Aside from GhostScript, I also have access to PDFTK and ImageMagick (which might be replaced with GraphicsMagick). I'm also open to other solutions.
Development is on WAMP. Deployment is to LAMP.
使用的字体你的PDF内部似乎是OpenType字体。创建这些PDF的软件似乎已经对字体进行了子集化。在通过该软件进行字体嵌入和子集化(即时生成PDF - 它是否也是Ghostscript?!?)时,似乎出现了一个问题,使其不符合规范100%。
The fonts used inside your PDFs seem to be OpenType fonts. The software that created these PDFs seems to have subsetted the fonts. During font embedding and subsetting by this software (which "generates the PDFs on the fly" -- was it also Ghostscript?!?), there seems to have occurred a problem that made it to not comply 100% with the specification.

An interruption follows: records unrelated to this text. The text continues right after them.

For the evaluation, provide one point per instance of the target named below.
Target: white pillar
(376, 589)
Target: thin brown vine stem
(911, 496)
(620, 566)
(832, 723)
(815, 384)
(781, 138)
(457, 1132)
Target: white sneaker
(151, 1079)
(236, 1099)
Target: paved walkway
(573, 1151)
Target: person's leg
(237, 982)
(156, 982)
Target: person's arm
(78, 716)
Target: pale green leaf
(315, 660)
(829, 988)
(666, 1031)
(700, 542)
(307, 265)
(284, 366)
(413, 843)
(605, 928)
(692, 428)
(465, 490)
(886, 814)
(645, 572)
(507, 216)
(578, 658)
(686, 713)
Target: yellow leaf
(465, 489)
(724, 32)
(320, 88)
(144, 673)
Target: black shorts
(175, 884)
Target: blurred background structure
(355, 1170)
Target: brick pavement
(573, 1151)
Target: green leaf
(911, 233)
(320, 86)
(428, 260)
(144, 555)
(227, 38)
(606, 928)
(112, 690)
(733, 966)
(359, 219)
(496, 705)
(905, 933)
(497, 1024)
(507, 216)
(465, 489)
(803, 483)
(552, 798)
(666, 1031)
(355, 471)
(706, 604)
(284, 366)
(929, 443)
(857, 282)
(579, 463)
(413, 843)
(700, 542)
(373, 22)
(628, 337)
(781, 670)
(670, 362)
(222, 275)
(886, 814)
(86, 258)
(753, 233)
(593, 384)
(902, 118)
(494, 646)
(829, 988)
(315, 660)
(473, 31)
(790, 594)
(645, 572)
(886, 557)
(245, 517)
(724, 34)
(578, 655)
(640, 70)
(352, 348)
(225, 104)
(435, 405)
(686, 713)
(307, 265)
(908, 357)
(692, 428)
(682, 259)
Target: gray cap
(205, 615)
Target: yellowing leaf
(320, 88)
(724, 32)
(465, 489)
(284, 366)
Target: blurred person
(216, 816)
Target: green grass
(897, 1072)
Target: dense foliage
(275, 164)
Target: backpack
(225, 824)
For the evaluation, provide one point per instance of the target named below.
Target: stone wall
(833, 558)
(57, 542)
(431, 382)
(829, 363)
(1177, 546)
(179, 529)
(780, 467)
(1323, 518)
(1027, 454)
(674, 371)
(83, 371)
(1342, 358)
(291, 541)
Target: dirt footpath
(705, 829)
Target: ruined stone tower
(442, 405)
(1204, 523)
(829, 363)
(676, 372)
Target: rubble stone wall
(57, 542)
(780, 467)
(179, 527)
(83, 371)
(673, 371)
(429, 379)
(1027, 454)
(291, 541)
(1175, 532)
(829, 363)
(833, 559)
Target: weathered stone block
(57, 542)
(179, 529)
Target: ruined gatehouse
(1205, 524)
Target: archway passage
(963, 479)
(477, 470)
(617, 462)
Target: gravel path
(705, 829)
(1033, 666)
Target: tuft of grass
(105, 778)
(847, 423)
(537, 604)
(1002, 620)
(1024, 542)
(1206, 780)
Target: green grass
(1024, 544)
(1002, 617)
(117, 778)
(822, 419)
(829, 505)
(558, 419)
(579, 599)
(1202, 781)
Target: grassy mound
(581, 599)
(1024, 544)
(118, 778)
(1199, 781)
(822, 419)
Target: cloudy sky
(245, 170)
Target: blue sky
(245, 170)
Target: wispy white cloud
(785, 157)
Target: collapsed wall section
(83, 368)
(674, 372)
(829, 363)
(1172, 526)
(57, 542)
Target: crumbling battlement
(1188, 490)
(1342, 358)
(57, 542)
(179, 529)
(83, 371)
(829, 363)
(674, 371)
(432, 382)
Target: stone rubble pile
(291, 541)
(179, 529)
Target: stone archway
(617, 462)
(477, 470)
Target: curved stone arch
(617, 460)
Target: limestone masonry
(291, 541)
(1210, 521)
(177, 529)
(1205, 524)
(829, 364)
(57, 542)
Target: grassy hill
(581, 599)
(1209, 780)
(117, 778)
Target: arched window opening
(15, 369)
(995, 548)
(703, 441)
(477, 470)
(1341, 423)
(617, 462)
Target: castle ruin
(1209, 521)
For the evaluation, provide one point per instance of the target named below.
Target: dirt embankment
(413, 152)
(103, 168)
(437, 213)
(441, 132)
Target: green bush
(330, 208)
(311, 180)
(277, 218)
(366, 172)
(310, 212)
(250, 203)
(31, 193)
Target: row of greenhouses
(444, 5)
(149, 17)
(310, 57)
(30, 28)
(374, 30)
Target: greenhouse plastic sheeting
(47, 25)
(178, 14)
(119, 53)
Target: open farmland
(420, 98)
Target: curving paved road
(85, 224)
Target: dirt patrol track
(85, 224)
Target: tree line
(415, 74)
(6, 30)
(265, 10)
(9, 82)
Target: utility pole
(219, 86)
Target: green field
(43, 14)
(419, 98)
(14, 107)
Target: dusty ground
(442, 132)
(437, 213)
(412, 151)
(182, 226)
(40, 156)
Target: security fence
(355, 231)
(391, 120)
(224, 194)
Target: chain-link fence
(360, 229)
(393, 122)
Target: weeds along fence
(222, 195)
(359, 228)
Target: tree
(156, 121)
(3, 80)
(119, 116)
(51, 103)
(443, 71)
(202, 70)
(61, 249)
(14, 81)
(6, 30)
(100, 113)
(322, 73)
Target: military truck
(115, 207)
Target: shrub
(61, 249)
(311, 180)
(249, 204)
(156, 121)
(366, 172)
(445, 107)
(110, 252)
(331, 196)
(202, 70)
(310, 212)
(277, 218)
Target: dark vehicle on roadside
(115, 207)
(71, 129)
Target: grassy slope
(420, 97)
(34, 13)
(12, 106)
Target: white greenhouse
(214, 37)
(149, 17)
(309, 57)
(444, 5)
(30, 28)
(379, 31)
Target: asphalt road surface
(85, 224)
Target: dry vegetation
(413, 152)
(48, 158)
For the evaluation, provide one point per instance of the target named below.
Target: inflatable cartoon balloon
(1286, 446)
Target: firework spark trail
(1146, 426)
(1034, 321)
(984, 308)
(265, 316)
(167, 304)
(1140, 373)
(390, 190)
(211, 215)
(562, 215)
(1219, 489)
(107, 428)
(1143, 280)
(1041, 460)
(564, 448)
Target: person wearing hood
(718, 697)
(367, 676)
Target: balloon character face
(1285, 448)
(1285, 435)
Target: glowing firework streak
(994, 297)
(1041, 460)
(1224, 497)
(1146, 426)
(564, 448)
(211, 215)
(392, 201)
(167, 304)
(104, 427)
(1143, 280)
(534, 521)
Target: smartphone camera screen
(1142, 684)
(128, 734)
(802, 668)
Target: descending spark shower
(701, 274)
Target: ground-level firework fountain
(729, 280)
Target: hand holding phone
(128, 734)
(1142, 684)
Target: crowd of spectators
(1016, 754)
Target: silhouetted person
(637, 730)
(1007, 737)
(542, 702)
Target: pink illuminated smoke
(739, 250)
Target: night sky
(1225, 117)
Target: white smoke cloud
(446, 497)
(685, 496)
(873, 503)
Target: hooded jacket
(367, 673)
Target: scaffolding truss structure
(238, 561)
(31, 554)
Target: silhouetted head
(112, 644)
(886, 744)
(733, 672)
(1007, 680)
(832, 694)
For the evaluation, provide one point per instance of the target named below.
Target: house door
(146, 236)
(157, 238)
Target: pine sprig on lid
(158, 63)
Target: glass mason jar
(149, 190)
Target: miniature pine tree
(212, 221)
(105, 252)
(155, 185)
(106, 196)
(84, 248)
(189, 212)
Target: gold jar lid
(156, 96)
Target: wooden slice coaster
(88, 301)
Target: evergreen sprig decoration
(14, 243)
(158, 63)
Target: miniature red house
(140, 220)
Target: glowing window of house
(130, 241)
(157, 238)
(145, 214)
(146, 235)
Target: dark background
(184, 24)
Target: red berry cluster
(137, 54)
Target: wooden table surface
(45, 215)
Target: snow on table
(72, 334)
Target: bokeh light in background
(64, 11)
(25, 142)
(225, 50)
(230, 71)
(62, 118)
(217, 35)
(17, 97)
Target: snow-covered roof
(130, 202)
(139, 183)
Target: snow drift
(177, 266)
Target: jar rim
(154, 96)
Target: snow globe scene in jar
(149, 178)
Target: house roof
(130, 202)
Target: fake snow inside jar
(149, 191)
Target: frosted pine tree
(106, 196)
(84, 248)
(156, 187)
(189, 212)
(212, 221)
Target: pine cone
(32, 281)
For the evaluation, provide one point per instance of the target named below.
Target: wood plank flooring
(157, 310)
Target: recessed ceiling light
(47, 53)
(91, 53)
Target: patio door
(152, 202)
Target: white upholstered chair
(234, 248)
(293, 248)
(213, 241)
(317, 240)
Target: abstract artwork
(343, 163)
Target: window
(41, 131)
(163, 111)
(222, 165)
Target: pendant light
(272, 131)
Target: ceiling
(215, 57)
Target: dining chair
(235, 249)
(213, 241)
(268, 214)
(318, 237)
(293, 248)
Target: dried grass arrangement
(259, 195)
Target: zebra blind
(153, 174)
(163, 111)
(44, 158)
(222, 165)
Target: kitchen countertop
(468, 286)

'loca' tables are part of OpenType Font descriptions. They represent an index to all glyph locations.
现在使用Ghostscript处理这些不完全'kosher'的PDF。 Ghostscript发出警告,但没有错误。
Now you process these not completely 'kosher' PDFs with Ghostscript. Ghostscript gives out warnings, but no errors.
GS errors usually mean: "I'll abort further processing. I can't work around a problem or repair this corrupt file. Should I have written output files already, they will be useless."
GS warnings usually mean: "I've encountered a problem. But I'll continue to process the input and work around it. I've written a valid output file. But you better check it, especially its fidelity!"
The warnings (not errors!) you see mean this:
- 其中一个有问题的子集化字体根据表格声明字形数为188。
- 但实际上,实际的字体描述只包含93个字形的定义。